Wie vermittelt man seinem Hund, dass man eine Führungspersönlichkeit für ihn ist?
Was zeigt eine gute Bindung zwischen Mensch und Hund an?
Achten Hunde auf die Körpersprache von Menschen?
Bei Ihrer Rückkehr sehen Sie, dass Ihr Hund einen Haufen in die Wohnung gemacht hat. Warum kommt Ihr Hund geduckt zu Ihnen, als hätte er ein schlechtes Gewissen?
Können Hunde ein schlechtes Gewissen haben?
Erläuterungen zu den Fragen "Umgang und Verständnis"
Ich beuge mich über einen Hund, mache mich dann klein und strecke ihm meine Hand entgegen – in dem Moment schnappt er. Warum?
✓ Richtige Antwort: Er hat die Geste des Über-ihn-Beugens und Handausstreckens als Bedrohung empfunden. (B)
Erläuterung: Sich über einen Hund zu beugen ist aus seiner Sicht eine dominante, bedrohliche Geste. Das Ausstrecken der Hand danach hat die Situation nicht entschärft, sondern für den Hund bestätigt: ‚Die Bedrohung kommt näher.‘ Der Schnapper ist eine Schutzreaktion, keine Grundlosigkeit.
📌 Merksatz: Über Hund beugen + Hand ausstrecken = aus Hundesicht Bedrohung.
Was fördert eine vertrauensvolle Beziehung zu einem Hund?
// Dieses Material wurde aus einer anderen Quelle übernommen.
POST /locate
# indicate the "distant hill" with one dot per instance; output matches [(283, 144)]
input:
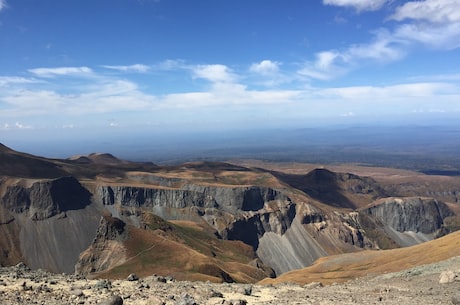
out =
[(217, 221)]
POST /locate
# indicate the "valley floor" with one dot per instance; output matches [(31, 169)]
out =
[(420, 285)]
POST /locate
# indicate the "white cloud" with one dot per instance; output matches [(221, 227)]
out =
[(61, 71), (265, 67), (14, 80), (436, 11), (132, 68), (443, 37), (22, 126), (325, 67), (214, 73), (359, 5), (171, 64)]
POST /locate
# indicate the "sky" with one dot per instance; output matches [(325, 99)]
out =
[(88, 68)]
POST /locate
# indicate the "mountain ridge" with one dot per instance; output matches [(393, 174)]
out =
[(287, 220)]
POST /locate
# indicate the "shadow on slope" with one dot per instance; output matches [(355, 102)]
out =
[(320, 184), (344, 267), (17, 164), (186, 251)]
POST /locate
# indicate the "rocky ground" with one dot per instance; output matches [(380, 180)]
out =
[(429, 284)]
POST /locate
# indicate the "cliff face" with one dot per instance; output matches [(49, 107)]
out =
[(54, 220), (231, 199), (106, 250), (44, 199), (410, 220), (58, 221)]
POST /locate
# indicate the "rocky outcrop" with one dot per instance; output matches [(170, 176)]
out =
[(54, 220), (251, 227), (231, 199), (46, 198), (106, 250), (425, 215), (410, 220)]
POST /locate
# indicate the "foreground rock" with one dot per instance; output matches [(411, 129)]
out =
[(420, 285)]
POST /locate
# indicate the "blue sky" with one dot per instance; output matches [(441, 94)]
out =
[(89, 67)]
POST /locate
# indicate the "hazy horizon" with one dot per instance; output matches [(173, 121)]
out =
[(85, 68)]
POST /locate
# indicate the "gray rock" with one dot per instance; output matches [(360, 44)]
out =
[(186, 299), (113, 300), (447, 277), (103, 284), (132, 277)]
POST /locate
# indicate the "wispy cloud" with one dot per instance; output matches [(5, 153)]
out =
[(214, 73), (2, 4), (359, 5), (14, 80), (61, 71), (139, 68), (435, 11), (265, 67), (432, 23)]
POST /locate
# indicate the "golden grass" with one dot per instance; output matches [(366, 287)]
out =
[(343, 267), (186, 251)]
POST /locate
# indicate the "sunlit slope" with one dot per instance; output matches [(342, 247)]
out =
[(340, 268)]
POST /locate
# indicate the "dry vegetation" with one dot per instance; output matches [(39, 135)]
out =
[(344, 267)]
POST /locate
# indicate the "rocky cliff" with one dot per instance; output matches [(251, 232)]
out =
[(288, 220), (410, 220), (106, 250), (54, 220)]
✓ Richtige Antwort: Der Hund kann sich darauf verlassen, dass sein Halter ihn nicht bedroht oder einschüchtert. Der Hund erlebt schöne Dinge mit seinem Halter. (C, D)
Erläuterung: Vertrauen entsteht nicht durch Regeln wie ‚Hund muss hinter mir gehen‘ (B ist falsch) oder strikte Platzanweisungen (A ist falsch). Es entsteht durch positive gemeinsame Erfahrungen und die Verlässlichkeit des Halters.
📌 Merksatz: Vertrauen = positive Erfahrungen + keine Einschüchterung.
Können Hunde unsere Sprache verstehen?
✓ Richtige Antwort: Hunde können keine Sprache verstehen, aber einzelne Wörter als Klangfolge wiedererkennen, deren Bedeutung sie gelernt haben. (C)
Erläuterung: Hunde verstehen keine Grammatik oder den Sinn von Sätzen. Was sie erkennen, ist der Klang bestimmter Worte – kombiniert mit dem Tonfall und der Körpersprache des Halters. Ein langes Erklären bringt wenig; klar verknüpfte Signale bringen viel.
📌 Merksatz: Hunde verstehen Klang, nicht Sprache. Kurze, klare Signale sind besser als lange Erklärungen.
Warum kann ein junger oder ängstlicher Hund in Begrüßungssituationen Urin absetzen?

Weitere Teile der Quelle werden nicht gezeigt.